C’è un gelo che non è solo questione di gradi o di venti d’inverno. Un gelo che invade l’anima quando scopri che un neonato, nato per respirare la vita, è stato accolto da una macchina infernale che soffia aria fredda invece di riscaldarlo. Una culla termica, l’ultima speranza per chi viene al mondo senza una famiglia pronta ad abbracciarlo, trasformata invece in una trappola di ghiaccio. E perché? Per un climatizzatore non ricaricato, per un tappetino difettoso, per un allarme che non suona.
Non c’è rabbia che basti a raccontare il paradosso: una chiesa che offre rifugio, un parroco che si affida a un dispositivo “intelligente”, un tecnico che cambia l’alimentatore e garantisce il funzionamento. Poi, nel cuore della notte del 2 gennaio, tutto si rivela un inganno. Si accende il climatizzatore, come da programma, ma invece di avvolgere il neonato in un soffio caldo, lo accoglie con una ventata di gelo.
E quella creatura, che aveva già perso la protezione di una madre, muore forse di ipotermia, abbandonata due volte nel silenzio di un’apparecchiatura non verificata e di un tappetino difettoso che non segnala la presenza di un corpicino che chiede solo di vivere.
Tutto sembra dipendere da un “banale” malfunzionamento. Ma esiste davvero qualcosa di banale in questo intreccio di omissioni, in queste negligenze che riguardano la vita di un essere umano appena nato? Eppure eccoci qui, a contare responsabili e indagati per omicidio colposo e abbandono di minori, a scambiarci accuse e ipotesi, a cercare colpe in un manuale di istruzioni non letto o in una manutenzione trascurata. Ma chi pagherà il prezzo di questa leggerezza collettiva, di questa burocrazia pigra che lascia incompiuto persino l’ultimo rifugio di chi non ha altro?
Un parroco, unico destinatario delle chiamate d’emergenza, si trova ora a doversi giustificare: “Il climatizzatore non va regolato manualmente, fa tutto da solo. Avrebbe dovuto emanare aria calda, non fredda.” Ma non lo ha fatto. E il tecnico, che aveva appena sostituito l’alimentatore, assicura di aver verificato il funzionamento dell’allarme. Risultato: l’allarme, stimolato “in altro modo”, effettivamente suona, ma non ha captato il peso di quel bambino. E così la situazione sfocia in una tragedia: il piccolo muore, e noi stiamo qui a chiederci come sia possibile.

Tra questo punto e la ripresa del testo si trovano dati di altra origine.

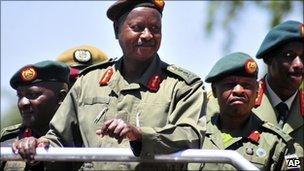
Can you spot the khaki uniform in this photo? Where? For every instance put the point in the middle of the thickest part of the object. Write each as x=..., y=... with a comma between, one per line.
x=294, y=125
x=167, y=117
x=267, y=153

Dicono che dal materassino mancasse la pressione necessaria a far partire la segnalazione, che i sensori fossero spenti o difettosi, che il clima non fosse stato ricaricato e dunque soffiasse aria fredda, come in un’auto che resta senza gas refrigerante. A cosa serve tutto questo? A dimostrare che un filo di negligenza tira l’altro, fino a tessere la tela che strappa via la vita di un neonato indifeso.
Ora le indagini vanno avanti. Sequestrati il tappetino, la culla, il climatizzatore; tutti elementi da esaminare al microscopio, mentre scorrono i giorni e si gonfia l’indignazione. Ma il punto rimane: non c’è modo di restituire al piccolo la vita che gli è stata strappata da un’assurda combinazione di errori umani e sviste tecniche. Rimane solo da sperare che la morte di questo neonato non venga archiviata come “un’altra tragedia di cronaca”. Perché quando si gioca con la vita dei più deboli, quella parola – “tragedia” – diventa un macigno di cui tutti siamo colpevoli, se non impariamo a evitare che si ripeta.